What do they mean by “start over”? To tear down the work of the Cuban Revolution, erase it, suppress it, and return to 1958? Has our homeland lived blind for more than sixty years? Is the violent mob that appears in the video clip the one destined to open its eyes and save it? Or will the Yankee troops be the protagonists of the “humanitarian intervention” that they are calling for from Miami? Is that mob really “the people”? Are not the young people who support the struggle against covid-19 throughout the country part of our people? And the doctors, nurses, scientists, professionals of all branches, journalists, writers and artists, manual and intellectual workers and humble men and women who defend the tranquility of the citizenry day by day?

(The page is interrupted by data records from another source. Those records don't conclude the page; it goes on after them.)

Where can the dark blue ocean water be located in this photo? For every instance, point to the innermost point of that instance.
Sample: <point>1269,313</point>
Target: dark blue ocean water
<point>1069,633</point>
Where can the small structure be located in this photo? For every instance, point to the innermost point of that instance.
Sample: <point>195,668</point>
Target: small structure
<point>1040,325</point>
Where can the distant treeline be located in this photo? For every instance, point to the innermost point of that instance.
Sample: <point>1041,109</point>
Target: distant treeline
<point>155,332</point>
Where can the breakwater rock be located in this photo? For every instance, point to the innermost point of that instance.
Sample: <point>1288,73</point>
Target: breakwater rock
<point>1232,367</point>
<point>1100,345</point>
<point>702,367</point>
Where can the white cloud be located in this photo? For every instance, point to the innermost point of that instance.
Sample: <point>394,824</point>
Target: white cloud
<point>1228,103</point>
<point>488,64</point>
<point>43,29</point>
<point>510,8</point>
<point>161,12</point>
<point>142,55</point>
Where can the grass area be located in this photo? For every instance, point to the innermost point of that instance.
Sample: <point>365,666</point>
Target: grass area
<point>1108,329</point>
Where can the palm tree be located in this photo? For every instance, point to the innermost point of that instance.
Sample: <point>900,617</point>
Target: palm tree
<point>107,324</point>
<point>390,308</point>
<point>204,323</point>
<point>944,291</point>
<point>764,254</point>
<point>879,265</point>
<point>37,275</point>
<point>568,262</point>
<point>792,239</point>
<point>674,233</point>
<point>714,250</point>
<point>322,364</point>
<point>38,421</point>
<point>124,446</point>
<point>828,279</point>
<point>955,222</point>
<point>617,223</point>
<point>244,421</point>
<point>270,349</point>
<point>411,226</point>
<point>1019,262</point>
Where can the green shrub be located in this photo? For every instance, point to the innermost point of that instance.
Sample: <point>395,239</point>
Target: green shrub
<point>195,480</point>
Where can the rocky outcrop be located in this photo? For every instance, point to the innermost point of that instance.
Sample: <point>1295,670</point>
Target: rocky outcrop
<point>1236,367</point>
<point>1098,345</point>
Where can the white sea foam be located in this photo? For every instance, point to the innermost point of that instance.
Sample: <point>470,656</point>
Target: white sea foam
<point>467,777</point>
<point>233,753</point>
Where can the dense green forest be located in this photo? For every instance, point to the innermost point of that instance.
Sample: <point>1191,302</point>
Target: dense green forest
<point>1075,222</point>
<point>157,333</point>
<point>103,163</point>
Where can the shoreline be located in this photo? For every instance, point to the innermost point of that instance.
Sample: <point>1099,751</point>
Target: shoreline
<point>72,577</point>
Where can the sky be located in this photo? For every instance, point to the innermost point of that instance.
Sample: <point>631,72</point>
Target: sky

Revolutionary Cuba has always been willing to rectify its mistakes and to “change everything that must be changed”; but, of course, on the bases established in our Constitution, on the non-negotiable principles of sovereignty and socialism.

On the other hand, I am continually hearing from people overwhelmed by the daily torrent of insults, attacks and lies they receive on social networks. Many have decided to close their Facebook profiles or block, not without pain, family and friends. Some of them have literally become ill. I was told of a colleague who locked herself in her room, horrified, as if hatred could leap from cell phones and flood her own home. A young singer, committed to her homeland, very talented, has suffered a real lynching in the networks and media of the counterrevolution. She has felt isolated, depressed, alone. This irrational feeling that we revolutionaries are in a minority is what they are maliciously trying to sow among us to demoralize us.

Let us try to reason with everyone who is not “incorrigibly reactionary, incorrigibly counterrevolutionary”. We must listen to him in a civilized manner, give him reason where he is right, offer him all the information and all the arguments and propose to him to build a communication not contaminated by the toxic predominant in the networks. Let us avoid the temptation to hate. It is too easy and too degrading.  Let’s put heart into this decisive moment.

Abel Prieto is the former President of the Union of Writers and Artists of Cuba and twice Minister of Culture. He currently directs the Office of the Martiano Program and is the President of the José Martí Cultural Society.